Dong Laboratory Research
Currently, there are four lines of ongoing research:
NMDA receptors in cocaine addiction
Cocaine
addiction is a devastating brain disease that results, at least
in part, from a large number of cocaine-induced maladaptive
changes in the nucleus accumbens (NAc). In theory, correcting
the cocaine-induced NAc adaptations may treat addiction. In
reality, however, no therapeutic design can manipulate such an
overwhelmingly large number2 of substrates simultaneously. One
strategy to circumvent this difficulty is to identify the key
molecules that govern drug-induced adaptations in the NAc;
manipulation of these key molecules may collectively correct
their secondary pathophysiological cellular adaptations. In
attempt to identify such key molecules in NAc, we have focused
on N-methyl-D-aspartate receptors (NMDARs). NMDARs govern
multiple forms of neural adaptive changes and are essential for
a variety of addictive behaviors. Shifting the subunit
composition of NMDARs steers NMDAR-subordinated adaptive neural
changes toward specific directions. However, the exact role of
NMDARs in cocaine addiction remains largely unclear. Our
objective of this project is to understand the role of NAc
NMDARs in cocaine addiction such that an NMDAR-based therapeutic
strategy can be designed to treat addiction. The central
hypothesis is that the cocaine-induced NAc NMDAR adaptation is
gradually and selectively expressed in addiction-associated
synaptic afferents, is mediated by surface expression of new
NMDAR subunits, and triggers secondary cellular changes related
to addiction.
Homeostatic plasticity in the nucleus accumbens
Homeostatic neuroplasticity is a powerful
self-correcting mechanism through which neurons undergo plastic
cellular changes to functionally compensate for the
‘undesirable’ consequences caused by internal and external
interferences. Because of homeostatic plasticity and other
homeostatic processes, brain function remains constant during
developmental regulation, metabolic turnover, and even serious
pathological conditions.

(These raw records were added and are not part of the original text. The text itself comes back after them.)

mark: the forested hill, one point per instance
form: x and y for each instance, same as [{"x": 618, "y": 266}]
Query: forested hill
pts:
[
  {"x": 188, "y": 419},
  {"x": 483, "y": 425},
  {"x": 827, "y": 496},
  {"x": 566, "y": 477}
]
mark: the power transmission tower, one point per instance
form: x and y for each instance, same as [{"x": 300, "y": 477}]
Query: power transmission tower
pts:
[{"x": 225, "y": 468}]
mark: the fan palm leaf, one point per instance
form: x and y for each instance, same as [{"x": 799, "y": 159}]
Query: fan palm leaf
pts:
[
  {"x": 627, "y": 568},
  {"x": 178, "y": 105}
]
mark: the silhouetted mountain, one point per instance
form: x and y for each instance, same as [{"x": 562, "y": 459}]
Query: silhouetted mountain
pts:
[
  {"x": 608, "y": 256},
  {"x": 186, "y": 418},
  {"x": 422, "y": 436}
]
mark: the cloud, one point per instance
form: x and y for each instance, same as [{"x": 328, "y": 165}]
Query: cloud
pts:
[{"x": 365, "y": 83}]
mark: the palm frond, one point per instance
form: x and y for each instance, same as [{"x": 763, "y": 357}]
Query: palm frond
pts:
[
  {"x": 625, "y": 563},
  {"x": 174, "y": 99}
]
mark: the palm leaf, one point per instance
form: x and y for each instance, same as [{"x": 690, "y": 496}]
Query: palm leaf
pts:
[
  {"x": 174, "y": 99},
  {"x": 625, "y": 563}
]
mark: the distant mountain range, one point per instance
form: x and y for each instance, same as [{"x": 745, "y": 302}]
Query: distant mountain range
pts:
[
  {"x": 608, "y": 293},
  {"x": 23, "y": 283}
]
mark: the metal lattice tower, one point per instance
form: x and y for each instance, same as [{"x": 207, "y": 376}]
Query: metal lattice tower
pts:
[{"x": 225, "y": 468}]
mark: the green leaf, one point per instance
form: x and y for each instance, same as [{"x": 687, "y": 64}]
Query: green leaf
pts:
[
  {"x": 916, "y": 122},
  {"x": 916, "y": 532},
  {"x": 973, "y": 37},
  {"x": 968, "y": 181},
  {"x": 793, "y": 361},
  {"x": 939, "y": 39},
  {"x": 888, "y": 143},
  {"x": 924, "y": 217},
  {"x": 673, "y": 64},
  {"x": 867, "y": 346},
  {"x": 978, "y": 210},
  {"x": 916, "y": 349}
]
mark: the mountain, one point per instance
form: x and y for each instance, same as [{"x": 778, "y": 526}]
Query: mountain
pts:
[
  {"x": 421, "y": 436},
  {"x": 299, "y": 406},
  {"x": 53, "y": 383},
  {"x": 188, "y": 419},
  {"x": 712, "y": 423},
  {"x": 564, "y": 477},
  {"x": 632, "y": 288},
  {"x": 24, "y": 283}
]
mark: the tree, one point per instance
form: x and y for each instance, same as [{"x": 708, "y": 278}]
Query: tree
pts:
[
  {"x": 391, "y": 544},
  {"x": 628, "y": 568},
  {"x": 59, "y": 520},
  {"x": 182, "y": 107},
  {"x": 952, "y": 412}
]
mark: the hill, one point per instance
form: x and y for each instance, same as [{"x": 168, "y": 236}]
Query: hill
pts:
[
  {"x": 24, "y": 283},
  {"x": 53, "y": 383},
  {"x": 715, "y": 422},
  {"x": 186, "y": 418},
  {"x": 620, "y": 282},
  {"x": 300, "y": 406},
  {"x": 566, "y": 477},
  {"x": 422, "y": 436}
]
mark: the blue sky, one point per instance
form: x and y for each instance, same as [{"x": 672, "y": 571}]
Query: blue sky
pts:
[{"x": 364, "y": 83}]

Exposure to drugs of abuse causes
malfunction of NAc neurons, which underlies a major
pathophysiology of addiction. Despite the estimate that an
enormous number of drug-induced alterations in the NAc are
homeostatic responses, homeostatic neuroplasticity in the NAc
remains largely unknown. Our goal is to identify the key
homeostatic mechanisms that are involved in drug-induced
homeostatic dysregulation of brain function and that can be
potentially targeted for repairing drug-distorted neuronal
function. We are particularly interested in a form of
homeostatic crosstalk between excitatory synaptic inputs and
intrinsic membrane excitability in NAc neurons.
3)
Regulation of emotional state by sleep
Sleep profoundly regulates the emotional and motivational state.
Sleep disturbance is a key co-morbidity in several pathological
emotional states such as drug addiction, depression, and
schizophrenia. Indeed, sleep disturbance is not only just a
symptomic consequence, but also a key causal factor for the
progression/aggravation of these pathological emotions; clinical
statistics also shows that people with insomnia are more prone
to addiction. Poorly understood are how sleep disturbance
regulates the function of key brain regions that control emotion
and motivation. We aim to address this glaring knowledge gap by
determining the effect of sleep deprivation on the functional
output of NAc. This is a new line of research in the lab.
Depression in drug withdrawal
Severe
depression often happens in drug addicts when they stop using
drugs. This drug Withdrawal-Induced Depression (WID) disrupts
motivation, triggers relapse of drug use, promotes suicidal
impulsion, and, thus, prevents addicts from returning to normal
living. Aimed at developing novel mechanism-based treatment for
this urgent medical need, this proposal will analyze neural
mechanisms that potentially mediates WID. Furthermore, because
WID is primarily attributable to a history of drug use and thus
has a relatively clear etiology, studying WID provides a
potentially useful and heuristic framework for understand the
complicated pathophysiology underlying ‘normal’ depression. A
potential molecular pathway for WID has been identified: First,
a critical role of the NAc in depression has been recently
conceptualized. Second, exposure to drugs of abuse causes
long-term molecular changes in the NAc, in particular,
activation of the transcription factor cAMP-response element
binding protein (CREB). Third, experimentally decreasing the
activity of NAc CREB leads to anti-depressant effects in
animal models, whereas increasing the activity of NAc CREB
induces various depressive effects, such as anhedonia, dysphoria,
and reduced motivation. Fourth, among the downstream targets of
CREB, the dynorphin-signaling is particularly important in the
depressogenic effect of NAc CREB; expression of dynorphin in NAc
is temporarily and functionally correlated with CREB activation,
and blocking the dynorphin-signaling abolishes the CREB-mediated
aversive responses. Thus, this line of research aims to
determine the physiological role of CREB in the NAc.